The 35-year-old made his debut in 2004, and played 40 Tests, 164 ODIs and 66 T20Is, although his last international appearance was more than two years ago, in a T20I against Pakistan in September 2016.
In a statement released to the media, Bravo said, “Today I want to confirm to the cricket world that I have officially retired from international cricket in all formats of the game. After 14 years when I made my debut for the West Indies, I still remember that moment I received the maroon cap before walking onto the Lords Cricket Ground against England in July 2004. The enthusiasm and passion I felt then, I have kept with me throughout my career.
“However, I must accept that for me to preserve my longevity as a professional cricketer, I must do as others before have done, leave the international arena for the next generation of players.”
Bravo played his last Test in 2010, and had gradually transformed into a T20 specialist in the past few years. The combination of his big-hitting ability, athletic fielding, and canny bowling with an assortment of slower balls and change-ups made him a much sough-after figure in T20 cricket the world over.
His last ODI was in 2014, the fourth match of the dramatic series against India in Dharamsala, after which the West Indies flew home in protest against their board, cutting the tour short. Bravo was the captain of the ODI side then, and at the toss, the full squad stood behind him, symbolically backing his decision.
With his announcement, Bravo has drawn a line under any potential international comeback. As recently as before West Indies’ ongoing tour of India, there had been talk of Bravo, among others, possibly making it to the national team.
He ends with 2200 runs at an average of 31.42 in Tests, with three centuries, to go with 86 wickets at 39.83. In ODIs, he made 2968 runs at 25.36, with a strike-rate of 82.30, while taking 199 wickets at 29.51 with an economy rate of 5.41.

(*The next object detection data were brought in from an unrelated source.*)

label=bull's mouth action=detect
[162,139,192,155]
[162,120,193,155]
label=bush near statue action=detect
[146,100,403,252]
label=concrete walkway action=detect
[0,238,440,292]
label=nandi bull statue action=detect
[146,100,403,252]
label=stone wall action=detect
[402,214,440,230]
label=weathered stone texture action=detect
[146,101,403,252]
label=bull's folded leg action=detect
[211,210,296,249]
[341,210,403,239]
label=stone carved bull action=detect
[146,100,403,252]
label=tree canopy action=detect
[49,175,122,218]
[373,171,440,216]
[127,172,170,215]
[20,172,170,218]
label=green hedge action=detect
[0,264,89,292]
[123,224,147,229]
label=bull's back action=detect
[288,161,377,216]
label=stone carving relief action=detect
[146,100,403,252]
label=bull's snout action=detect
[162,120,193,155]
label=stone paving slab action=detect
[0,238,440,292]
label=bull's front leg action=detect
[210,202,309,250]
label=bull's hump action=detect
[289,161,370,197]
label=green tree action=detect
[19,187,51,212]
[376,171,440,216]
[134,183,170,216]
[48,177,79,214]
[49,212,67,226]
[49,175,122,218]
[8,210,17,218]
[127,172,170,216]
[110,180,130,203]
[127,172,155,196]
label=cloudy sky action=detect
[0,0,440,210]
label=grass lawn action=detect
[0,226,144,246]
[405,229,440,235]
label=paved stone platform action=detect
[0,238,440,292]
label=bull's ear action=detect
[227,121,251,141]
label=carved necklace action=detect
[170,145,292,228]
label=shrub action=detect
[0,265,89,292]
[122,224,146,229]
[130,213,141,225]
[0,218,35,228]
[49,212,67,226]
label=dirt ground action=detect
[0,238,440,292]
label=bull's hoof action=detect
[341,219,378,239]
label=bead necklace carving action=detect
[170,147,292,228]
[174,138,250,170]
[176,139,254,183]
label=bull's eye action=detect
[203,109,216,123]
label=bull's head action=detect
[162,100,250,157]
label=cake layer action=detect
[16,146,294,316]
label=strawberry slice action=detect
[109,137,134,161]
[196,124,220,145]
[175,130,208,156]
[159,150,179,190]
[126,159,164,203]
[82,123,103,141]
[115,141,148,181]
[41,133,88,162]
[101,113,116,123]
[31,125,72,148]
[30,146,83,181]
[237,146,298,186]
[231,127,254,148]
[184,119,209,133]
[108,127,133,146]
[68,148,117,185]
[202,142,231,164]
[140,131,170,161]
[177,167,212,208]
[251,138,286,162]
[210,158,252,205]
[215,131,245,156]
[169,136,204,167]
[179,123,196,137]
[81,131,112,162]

“I thank the countless persons who were instrumental to my success, particularly my family and QPCC where I developed my skills at an early age,” Bravo said. “I thank the many loyal fans who continue to support my journey and who recognize my efforts on and off the field. I am extremely fortunate to have a career that has taken me across the globe into the most prestigious dressing rooms sharing experiences with all the recent legends of this glorious game. I will continue my professional career as a cricketer and entertainer living as a true champion.”